Ствол молодого эвкалипта, тонкий и стройный, как мачта, который Большуа срубил в лесу, а затем тащил до самой деревни, возвышался во дворе, воткнутый в землю и укрепленный для верности несколькими туго натянутыми веревками. Завидев Яакова, работник кинулся к нему, схватил покупки, развернул отрез материи и ловкими, умелыми движениями стал натягивать ткань, кусок за куском, пока не соорудил вокруг жерди большую палатку, пеструю и нарядную, походившую издалека на огромный цветок. Проворный, как кошка, итальянец вскарабкался на электрический столб с отверткой, торчащей из кармана, и с плоскогубцами, зажатыми в зубах.
— Осторожнее с электричеством, — выкрикнул Яаков.
— Просьба не беспокоиться, — засмеялся Большуа, — на днях я наблюдал за работой электрика из соседней деревни.
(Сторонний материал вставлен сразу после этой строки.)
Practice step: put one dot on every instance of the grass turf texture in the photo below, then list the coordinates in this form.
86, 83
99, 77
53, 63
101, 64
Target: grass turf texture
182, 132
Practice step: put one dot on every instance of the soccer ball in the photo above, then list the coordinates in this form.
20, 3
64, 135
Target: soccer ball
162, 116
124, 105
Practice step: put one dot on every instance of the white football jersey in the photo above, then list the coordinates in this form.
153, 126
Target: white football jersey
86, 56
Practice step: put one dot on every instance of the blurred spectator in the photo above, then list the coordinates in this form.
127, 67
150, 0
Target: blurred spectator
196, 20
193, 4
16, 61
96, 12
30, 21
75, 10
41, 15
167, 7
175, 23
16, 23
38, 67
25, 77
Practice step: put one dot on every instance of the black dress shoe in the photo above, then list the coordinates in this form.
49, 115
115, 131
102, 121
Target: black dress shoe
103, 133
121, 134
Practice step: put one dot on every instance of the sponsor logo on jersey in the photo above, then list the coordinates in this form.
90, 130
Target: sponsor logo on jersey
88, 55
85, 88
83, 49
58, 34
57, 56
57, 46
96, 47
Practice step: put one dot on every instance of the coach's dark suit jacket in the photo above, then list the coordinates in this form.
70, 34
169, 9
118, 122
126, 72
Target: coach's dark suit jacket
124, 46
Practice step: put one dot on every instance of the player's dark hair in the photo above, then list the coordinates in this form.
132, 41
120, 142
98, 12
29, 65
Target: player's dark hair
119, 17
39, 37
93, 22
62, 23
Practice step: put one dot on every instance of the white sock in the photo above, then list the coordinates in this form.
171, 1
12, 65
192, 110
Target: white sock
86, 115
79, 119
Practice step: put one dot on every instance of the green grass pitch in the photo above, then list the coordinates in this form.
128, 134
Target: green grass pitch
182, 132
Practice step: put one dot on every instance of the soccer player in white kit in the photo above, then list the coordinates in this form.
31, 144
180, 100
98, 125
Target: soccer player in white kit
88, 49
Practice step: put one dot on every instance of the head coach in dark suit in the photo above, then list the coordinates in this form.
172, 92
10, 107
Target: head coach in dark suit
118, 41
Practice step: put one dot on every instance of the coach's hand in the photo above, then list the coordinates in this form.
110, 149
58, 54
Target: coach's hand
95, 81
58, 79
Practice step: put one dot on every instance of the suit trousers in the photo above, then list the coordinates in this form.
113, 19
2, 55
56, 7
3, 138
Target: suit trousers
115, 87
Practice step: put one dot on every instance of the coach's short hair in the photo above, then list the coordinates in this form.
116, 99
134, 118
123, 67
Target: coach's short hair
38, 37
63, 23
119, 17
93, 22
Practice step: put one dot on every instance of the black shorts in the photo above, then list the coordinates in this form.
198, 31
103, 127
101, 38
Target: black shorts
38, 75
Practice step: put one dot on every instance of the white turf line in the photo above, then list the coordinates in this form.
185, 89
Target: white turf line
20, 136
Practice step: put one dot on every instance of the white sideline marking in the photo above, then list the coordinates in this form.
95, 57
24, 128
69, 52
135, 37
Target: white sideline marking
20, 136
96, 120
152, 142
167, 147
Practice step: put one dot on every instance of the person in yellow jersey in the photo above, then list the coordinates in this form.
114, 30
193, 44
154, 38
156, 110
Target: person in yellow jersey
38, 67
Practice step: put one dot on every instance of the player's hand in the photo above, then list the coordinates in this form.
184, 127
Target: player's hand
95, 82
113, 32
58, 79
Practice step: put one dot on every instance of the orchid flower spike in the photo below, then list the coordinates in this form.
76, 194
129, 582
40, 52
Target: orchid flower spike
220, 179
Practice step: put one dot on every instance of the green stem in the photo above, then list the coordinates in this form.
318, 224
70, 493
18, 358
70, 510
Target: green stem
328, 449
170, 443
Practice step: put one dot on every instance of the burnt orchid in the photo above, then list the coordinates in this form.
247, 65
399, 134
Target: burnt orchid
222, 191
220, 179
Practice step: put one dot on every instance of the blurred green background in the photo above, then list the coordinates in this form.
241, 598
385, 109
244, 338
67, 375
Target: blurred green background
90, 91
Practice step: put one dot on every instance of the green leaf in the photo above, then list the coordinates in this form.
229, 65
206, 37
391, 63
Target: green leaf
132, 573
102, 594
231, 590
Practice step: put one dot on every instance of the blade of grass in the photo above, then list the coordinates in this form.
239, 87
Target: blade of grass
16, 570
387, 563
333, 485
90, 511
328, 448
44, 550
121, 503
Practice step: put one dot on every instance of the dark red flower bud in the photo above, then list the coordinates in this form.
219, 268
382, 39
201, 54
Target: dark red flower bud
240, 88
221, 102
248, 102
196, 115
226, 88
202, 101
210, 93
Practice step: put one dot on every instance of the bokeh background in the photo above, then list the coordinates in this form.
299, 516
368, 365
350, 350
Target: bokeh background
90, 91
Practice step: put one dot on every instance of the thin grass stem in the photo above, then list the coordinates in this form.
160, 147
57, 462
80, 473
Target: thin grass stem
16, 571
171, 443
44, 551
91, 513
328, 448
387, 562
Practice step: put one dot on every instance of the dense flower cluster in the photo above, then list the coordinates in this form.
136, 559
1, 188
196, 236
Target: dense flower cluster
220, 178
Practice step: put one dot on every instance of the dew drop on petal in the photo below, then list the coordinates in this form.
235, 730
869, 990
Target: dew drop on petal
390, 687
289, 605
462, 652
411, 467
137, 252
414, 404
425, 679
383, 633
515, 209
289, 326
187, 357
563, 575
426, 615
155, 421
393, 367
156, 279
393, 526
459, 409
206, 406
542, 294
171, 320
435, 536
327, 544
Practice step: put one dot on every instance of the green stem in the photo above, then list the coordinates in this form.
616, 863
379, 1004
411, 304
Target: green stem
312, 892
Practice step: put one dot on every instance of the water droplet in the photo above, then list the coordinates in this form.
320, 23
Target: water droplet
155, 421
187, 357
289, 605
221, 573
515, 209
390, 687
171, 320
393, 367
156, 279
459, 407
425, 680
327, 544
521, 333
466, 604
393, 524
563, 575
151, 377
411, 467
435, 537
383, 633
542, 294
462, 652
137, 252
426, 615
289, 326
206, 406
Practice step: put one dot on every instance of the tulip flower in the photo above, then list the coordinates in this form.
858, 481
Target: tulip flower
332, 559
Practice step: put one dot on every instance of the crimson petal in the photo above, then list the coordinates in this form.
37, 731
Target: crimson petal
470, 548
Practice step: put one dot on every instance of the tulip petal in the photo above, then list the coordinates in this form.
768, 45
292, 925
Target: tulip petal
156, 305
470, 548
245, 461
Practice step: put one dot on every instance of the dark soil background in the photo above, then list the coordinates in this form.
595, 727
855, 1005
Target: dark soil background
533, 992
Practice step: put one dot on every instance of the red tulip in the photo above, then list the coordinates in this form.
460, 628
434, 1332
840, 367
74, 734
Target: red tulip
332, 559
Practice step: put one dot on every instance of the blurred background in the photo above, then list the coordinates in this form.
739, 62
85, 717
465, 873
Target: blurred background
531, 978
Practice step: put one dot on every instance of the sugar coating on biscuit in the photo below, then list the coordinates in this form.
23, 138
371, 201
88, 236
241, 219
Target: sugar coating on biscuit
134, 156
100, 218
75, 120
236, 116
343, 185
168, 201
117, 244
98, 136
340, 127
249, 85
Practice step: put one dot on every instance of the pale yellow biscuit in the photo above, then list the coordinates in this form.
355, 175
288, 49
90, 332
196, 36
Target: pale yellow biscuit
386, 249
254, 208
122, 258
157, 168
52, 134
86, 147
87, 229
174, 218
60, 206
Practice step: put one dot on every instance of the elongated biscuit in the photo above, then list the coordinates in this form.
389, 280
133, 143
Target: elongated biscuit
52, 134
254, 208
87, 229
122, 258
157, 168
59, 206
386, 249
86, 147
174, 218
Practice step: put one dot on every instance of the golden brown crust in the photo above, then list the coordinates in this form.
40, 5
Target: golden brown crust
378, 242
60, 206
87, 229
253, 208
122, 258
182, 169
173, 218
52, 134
Он перерезал один из проводов, ловко обмотал оголенные контакты изоляционной лентой и протянул его через отверстие в крыше палатки. Граммофон был установлен на небольшой деревянной этажерке, и все четыре пластинки покоились рядом.
Он зажег лампу, распахнул кусок материи, служивший дверью в палатку, и торжественно объявил:
— Теперь мы можем начинать!
Большуа утверждал, что во всем мире на самом деле существуют только четыре танца, и каждый из них содержит не больше четырех основных движений.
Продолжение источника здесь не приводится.